For most people the answer is conversion. iPhone Photos can be set to share photos as JPG automatically (Settings → Photos → Transfer to Mac or PC → Automatic). For one-off conversion, the HEIC to JPG tool linked below handles it entirely in the browser with no upload. For deep Apple-ecosystem users, HEIC is the better format — keep it.
Spec comparison
| Property | HEIC | JPG |
|---|---|---|
| Compression | Lossy | Lossy |
| Graphic type | Raster | Raster |
| Transparency | Yes | No |
| Animation | Yes | No |
| HDR | Yes | No |
| Embeds EXIF | Yes | Yes |
| Browser coverage | 5% | 100% |
| Introduced | 2015 | 1992 |
File size comparison
Same 12 MP iPhone photo (4032×3024)
HEIC
HEIC: ~1.8 MB
JPG
JPG at q90: ~3.5 MB
HEIC is about half the size of JPG at equivalent quality. For an iPhone photo library, this compounds — keeping 5,000 photos as HEIC takes ~9 GB; the same library as JPG takes ~18 GB.
Quality comparison
At normal viewing sizes, HEIC and JPG at quality 90 are visually identical. HEIC handles HDR and wide colour gamuts (P3) more faithfully than JPG — but on a standard sRGB display rendering at 100% you won't see the difference.
When each one wins
Use HEIC if…
- Storing iPhone photos in iCloud or local Mac libraries
- Sharing within the Apple ecosystem (iMessage to other iPhones, AirDrop to Macs)

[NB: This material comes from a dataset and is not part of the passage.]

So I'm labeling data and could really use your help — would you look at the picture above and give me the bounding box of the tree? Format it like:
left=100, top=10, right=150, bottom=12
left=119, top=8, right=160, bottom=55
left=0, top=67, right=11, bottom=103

- Capturing HDR or wide-gamut photos for editing in Photos / Affinity / Adobe
- Backing up the iPhone library to a NAS that supports HEIC
Use JPG if…
- Sharing photos with non-iPhone users (Android, Windows, Linux)
- Uploading photos to websites or social platforms that don't accept HEIC
- Emailing photos to people whose email clients can't render HEIC
- Editing in tools that lack native HEIC support
Recommendation
If you mostly share photos within the Apple ecosystem, keep your iPhone on HEIC — you'll halve your storage with no visible quality loss. If you regularly share with non-Apple recipients, either switch the iPhone to 'Most Compatible' (Settings → Camera → Formats) to take JPG natively, or convert HEIC to JPG before sharing using the tool linked below. The conversion runs in your browser with no upload.
Frequently asked questions
- Why can't Windows open my HEIC files?
- HEIC uses patented HEVC compression. Windows needs a paid Microsoft Store extension (HEVC Video Extensions, £0.99) to render HEIC files. Many users find it simpler to convert HEIC to JPG instead.
- Should I switch my iPhone to JPG?
- If you mostly share photos with non-iPhone recipients, yes — Settings → Camera → Formats → 'Most Compatible'. You'll trade roughly 2× the storage for universal compatibility.
- Will HEIC keep my GPS / camera metadata?
- Yes — HEIC carries EXIF metadata including GPS, camera make/model, lens, and capture date, exactly like JPG. If you don't want this data shared, strip metadata before publishing.
- Does converting HEIC to JPG lose quality?
- Technically yes — any re-encoding step is lossy. At quality 90, the difference is invisible at any normal viewing size. The convenience of universal compatibility almost always outweighs the imperceptible quality loss.
- Are HEIC and HEIF the same?
- Effectively yes. HEIF (High Efficiency Image File Format) is the container spec. HEIC is the most common variant of HEIF — specifically, HEIF using HEVC compression. The file extensions .heic and .heif are interchangeable in practice.